I've long been a believer that CPI in Australia, as measured by the ABS, has lagged actual cost of living increases by a percentage point or two. My belief was founded in the long-standing fight that recipients of the military pension I receive about it 'only' being indexed to CPI and should be indexed to wage growth instead.
While victory was achieved in changing this after the last federal election, with the change of the aged pension back to CPI indexation (from wage growth) and pretty much every other government pension being indexed to CPI, I believe the writing is on the wall for my pension to go back to being indexed the way it was.
I was all ready to get indignant about this, then I thought I'd go out and see what facts there were about CPI versus actual cost of living increases and came across the following paper from the RBA produced in Mar 2014:
http://www.rba.gov.au/publications/bulletin/2014/mar/pdf/bu-0314-4.pdfIn short, the paper says that CPI over the last 10 years has actually tracked cost of living pretty well across various demographic groups and, if anything, overstates it slightly due to the effects of substitution bias and incomplete quality adjustments. As a result, wage growth has actually outstripped cost of living inflation by around 25% in real terms, strongly indicating that lifestyle inflation is really what's at play. Of course, many of us, myself included up until now, don't see it that way because of a few key psychological biases we all tend to have (eg. tendency to only notice price increases, particularly large periodic ones, of items we purchase frequently rather than decreases), but the facts are the facts!

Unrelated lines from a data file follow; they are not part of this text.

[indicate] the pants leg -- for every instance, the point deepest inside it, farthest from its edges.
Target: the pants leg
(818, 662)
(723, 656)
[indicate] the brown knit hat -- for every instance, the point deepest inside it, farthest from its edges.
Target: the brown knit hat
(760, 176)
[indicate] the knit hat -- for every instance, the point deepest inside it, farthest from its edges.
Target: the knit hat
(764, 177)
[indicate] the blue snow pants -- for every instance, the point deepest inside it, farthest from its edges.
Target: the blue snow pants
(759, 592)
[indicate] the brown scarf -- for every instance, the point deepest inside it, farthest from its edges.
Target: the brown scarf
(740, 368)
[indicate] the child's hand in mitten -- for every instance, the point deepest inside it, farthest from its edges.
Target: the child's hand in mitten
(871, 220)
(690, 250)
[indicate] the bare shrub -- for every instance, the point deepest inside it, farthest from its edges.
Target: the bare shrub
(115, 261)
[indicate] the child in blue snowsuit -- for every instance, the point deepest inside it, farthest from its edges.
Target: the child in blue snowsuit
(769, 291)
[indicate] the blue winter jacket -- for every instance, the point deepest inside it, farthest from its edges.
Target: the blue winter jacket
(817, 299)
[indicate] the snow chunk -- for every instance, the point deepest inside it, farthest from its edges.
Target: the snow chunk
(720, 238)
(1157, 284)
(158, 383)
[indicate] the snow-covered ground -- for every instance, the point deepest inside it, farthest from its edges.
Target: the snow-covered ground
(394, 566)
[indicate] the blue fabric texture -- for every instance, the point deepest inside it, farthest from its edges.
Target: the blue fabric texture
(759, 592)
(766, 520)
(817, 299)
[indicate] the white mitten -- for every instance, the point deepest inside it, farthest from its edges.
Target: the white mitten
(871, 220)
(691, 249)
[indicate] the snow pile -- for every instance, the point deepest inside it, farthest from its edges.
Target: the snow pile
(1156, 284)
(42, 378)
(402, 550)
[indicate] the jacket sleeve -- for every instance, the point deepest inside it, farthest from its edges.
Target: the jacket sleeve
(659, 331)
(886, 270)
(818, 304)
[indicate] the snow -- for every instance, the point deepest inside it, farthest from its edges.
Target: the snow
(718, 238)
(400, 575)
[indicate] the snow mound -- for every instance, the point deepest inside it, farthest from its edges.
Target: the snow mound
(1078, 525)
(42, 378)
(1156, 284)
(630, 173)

Anyway, I think it is a well written paper based on seemingly reputable sources and facts and has certainly made me think that a life of CPI indexation for those fortunate enough to have a government pension will be no big issue to any of us lifestyle inflation resistant Aussie mustachians around here. Even for those without a pension, basing your SWR on CPI rather than wage growth is likely to give you a percent or so more headroom in your calculations, so a win there too.
What do other Aussies think of it? Beyond the psychological biases covered, does anyone have any solid evidence to the contrary of what is presented in this paper?